A: When you think about that backdrop of higher rates, presumably we'll have a better economy. There are certain sectors in real estate that respond more to economics. One is apartments. If you have higher [interest] rates, that's going to mean higher mortgage rates. That's going to make housing less attractive to first-time homebuyers.

So far, housing affordability has been enhanced by lower mortgage rates, and if you've been renting an apartment and you can get a 5%, 30-year fixed-rate mortgage, you'll move out of your apartment and buy a house. If rates hit 7%, that might not be the case. The larger apartment names have done better in the last couple of months, but I still think they're under-owned among REIT [real estate investment trusts] investors.

For example, Camden Properties is a well-managed company. It has exposure to a variety of markets, including the Southwest, but none of the hot, hot ones.

Q: Aside from apartments, are there any other areas you like right now?

A: Another area that has been interest-rate-sensitive and economic-sensitive is the office group. If businesses are hiring more people, they have to put them someplace. Now they're filling up spaces, but at lower rent levels than they were in writing leases three to four years ago. Activity level has improved. Equity Office Properties (EOP) is a top holding in the fund. The valuations are quite reasonable. There's concern some of the companies may not be covering their dividend -- so far most of them have been.

I still have a decent portion of the fund in the retail-related REITs, including malls and shopping centers. I wouldn't completely cut my exposure there because I think they have very good embedded growth.

We do own several companies that are not REITs. We hold some The St. Joe Co. (JOE), which is a traditional real estate operating company. St. Joe owns property in the Florida Panhandle area. They are really a land company that is creating communities in that part of the state, mostly as second homes. They've done a great job creating value for shareholders in that venture.

Q: Are any other trends catching your eye?

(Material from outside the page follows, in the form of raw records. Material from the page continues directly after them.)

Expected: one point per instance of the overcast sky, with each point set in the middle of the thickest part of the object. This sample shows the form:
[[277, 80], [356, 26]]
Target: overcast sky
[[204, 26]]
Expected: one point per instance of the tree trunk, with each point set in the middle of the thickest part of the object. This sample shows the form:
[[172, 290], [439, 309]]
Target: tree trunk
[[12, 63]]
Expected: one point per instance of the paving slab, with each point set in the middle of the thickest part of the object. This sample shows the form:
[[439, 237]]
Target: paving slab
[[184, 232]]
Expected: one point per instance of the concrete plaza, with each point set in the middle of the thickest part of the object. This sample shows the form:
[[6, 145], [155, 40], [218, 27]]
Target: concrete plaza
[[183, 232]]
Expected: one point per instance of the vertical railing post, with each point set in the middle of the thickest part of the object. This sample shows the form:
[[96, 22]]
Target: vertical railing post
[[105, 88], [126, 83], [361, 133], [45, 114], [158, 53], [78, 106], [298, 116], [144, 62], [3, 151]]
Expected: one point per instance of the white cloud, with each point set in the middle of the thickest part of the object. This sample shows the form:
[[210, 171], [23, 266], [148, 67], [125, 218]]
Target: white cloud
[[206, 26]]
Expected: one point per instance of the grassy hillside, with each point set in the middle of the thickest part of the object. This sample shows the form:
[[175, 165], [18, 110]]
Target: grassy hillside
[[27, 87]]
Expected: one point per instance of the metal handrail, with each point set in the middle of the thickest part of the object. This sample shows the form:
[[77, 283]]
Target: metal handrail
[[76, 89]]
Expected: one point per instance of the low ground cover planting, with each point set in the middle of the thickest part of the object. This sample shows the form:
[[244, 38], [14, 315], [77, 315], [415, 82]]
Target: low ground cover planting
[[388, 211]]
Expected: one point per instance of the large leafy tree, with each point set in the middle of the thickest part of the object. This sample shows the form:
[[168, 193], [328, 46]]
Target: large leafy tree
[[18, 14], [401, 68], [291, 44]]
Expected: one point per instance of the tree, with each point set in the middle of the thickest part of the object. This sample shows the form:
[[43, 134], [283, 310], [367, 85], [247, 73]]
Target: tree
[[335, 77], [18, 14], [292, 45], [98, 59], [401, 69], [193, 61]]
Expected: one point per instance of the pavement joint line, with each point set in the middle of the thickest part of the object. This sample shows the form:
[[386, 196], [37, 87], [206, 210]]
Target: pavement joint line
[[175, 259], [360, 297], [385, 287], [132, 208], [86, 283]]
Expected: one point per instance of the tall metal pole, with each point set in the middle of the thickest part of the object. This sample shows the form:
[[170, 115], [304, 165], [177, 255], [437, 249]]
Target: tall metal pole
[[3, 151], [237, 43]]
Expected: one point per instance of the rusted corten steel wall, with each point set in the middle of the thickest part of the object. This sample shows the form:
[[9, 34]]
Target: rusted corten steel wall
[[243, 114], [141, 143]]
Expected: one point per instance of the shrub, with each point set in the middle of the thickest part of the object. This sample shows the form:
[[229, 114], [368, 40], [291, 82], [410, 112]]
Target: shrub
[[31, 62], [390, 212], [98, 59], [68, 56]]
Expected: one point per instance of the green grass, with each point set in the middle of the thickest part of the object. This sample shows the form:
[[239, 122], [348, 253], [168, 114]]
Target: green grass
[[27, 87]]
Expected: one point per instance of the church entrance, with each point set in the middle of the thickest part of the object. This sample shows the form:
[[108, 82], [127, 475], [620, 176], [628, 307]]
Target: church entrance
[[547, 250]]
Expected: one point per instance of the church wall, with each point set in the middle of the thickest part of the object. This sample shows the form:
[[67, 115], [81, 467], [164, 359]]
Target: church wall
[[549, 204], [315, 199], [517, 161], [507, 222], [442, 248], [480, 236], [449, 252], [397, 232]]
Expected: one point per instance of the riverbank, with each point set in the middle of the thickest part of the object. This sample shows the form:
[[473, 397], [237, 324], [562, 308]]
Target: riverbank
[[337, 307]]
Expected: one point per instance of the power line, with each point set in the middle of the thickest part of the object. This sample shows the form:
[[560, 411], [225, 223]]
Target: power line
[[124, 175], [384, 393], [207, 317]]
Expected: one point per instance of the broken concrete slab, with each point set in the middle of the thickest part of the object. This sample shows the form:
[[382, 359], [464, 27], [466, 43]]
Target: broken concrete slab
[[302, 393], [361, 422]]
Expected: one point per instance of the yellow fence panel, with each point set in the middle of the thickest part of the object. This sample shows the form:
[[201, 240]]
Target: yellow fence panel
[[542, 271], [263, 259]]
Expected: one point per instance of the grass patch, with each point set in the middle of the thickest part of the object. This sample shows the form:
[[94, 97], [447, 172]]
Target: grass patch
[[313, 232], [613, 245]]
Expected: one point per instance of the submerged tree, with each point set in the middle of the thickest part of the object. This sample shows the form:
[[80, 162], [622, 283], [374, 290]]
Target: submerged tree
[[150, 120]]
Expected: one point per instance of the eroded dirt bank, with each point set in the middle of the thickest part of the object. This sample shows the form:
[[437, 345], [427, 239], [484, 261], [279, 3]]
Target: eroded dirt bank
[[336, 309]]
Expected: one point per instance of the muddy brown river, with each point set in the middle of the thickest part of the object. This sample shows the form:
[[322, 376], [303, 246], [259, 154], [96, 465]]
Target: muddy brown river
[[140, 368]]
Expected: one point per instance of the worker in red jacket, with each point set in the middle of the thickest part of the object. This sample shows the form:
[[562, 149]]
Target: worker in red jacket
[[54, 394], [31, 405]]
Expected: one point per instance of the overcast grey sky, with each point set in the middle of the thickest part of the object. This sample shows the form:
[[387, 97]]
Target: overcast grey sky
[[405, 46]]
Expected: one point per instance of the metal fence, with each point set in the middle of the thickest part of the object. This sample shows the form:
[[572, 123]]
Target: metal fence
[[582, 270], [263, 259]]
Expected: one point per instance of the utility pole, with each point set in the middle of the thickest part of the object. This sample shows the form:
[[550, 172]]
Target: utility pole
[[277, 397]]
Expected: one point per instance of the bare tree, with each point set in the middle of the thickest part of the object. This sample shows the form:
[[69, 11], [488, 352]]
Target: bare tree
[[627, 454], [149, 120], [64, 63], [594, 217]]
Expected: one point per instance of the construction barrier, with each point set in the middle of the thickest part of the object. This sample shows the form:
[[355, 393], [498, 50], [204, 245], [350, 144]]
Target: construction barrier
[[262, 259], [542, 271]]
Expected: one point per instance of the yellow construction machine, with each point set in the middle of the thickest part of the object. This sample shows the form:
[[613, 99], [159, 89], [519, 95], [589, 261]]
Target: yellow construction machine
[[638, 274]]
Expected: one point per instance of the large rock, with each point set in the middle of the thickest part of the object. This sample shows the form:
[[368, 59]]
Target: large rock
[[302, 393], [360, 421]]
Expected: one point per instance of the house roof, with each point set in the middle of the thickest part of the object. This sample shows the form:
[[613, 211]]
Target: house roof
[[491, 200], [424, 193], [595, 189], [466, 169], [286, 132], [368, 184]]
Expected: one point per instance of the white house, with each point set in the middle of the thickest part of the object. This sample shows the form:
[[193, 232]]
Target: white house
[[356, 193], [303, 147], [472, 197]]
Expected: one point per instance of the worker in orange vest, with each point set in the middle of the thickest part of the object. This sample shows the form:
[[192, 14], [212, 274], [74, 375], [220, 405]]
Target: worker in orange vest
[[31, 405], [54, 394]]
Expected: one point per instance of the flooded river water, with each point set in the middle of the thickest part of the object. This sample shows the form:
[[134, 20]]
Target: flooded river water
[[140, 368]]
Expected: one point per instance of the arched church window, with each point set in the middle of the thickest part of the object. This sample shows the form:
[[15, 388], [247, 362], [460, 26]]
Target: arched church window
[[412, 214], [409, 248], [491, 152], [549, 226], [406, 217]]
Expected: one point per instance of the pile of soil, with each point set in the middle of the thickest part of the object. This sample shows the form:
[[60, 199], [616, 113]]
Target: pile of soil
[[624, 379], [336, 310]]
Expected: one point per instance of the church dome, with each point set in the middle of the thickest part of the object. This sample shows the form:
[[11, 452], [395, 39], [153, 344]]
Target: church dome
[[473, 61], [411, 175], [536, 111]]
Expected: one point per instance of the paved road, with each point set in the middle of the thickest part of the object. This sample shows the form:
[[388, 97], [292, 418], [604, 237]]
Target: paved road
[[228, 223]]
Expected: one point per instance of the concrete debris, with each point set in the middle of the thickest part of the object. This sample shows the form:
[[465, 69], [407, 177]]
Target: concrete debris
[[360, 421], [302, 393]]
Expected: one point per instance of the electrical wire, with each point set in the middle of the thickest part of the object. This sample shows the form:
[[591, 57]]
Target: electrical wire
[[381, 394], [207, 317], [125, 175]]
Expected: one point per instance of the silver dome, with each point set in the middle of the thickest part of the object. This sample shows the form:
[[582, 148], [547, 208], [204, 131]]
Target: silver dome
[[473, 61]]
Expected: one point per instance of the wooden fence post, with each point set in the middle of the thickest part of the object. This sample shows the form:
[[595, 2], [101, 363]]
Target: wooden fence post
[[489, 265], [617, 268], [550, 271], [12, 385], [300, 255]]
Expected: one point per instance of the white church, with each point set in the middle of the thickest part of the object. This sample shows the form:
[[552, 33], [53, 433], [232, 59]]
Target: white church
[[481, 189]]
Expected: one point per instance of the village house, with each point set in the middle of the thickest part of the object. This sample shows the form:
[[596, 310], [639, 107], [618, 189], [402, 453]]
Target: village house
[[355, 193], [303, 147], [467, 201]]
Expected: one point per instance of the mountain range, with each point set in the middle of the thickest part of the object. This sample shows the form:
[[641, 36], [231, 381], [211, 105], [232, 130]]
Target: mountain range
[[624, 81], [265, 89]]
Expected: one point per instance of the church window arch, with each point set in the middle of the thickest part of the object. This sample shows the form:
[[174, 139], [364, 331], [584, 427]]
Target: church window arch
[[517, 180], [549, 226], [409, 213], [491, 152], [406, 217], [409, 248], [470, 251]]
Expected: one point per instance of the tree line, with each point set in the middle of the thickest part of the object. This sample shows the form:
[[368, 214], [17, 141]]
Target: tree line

A: There does seem to be a little bit more consolidation in this industry. Simon Property [Group] (SPG) acquired Chelsea [Property Group] (CPG) for $4.8 billion in June. In that case, a mall company bought an outlet-center developer. Long-term, I think consolidation is going to be an important theme.

The other near-term theme is that there's a fair amount of transactions now. REITs are selling properties because they think private-market values are so attractive. And, in some cases, they are buying back the shares of their stock.

Q: Do you think real estate has staying power as a long-term investment?

A: There are two different pieces to this. There's actual real estate, and then there's real estate-related securities. While both respond to interest rates and the economy, there's still some favorable dynamics for real estate securities, including real estate investment trusts, because they offer above-average dividends to investors. That continues to be appealing, particularly if people are not completely convinced that the economy is recovering as strongly.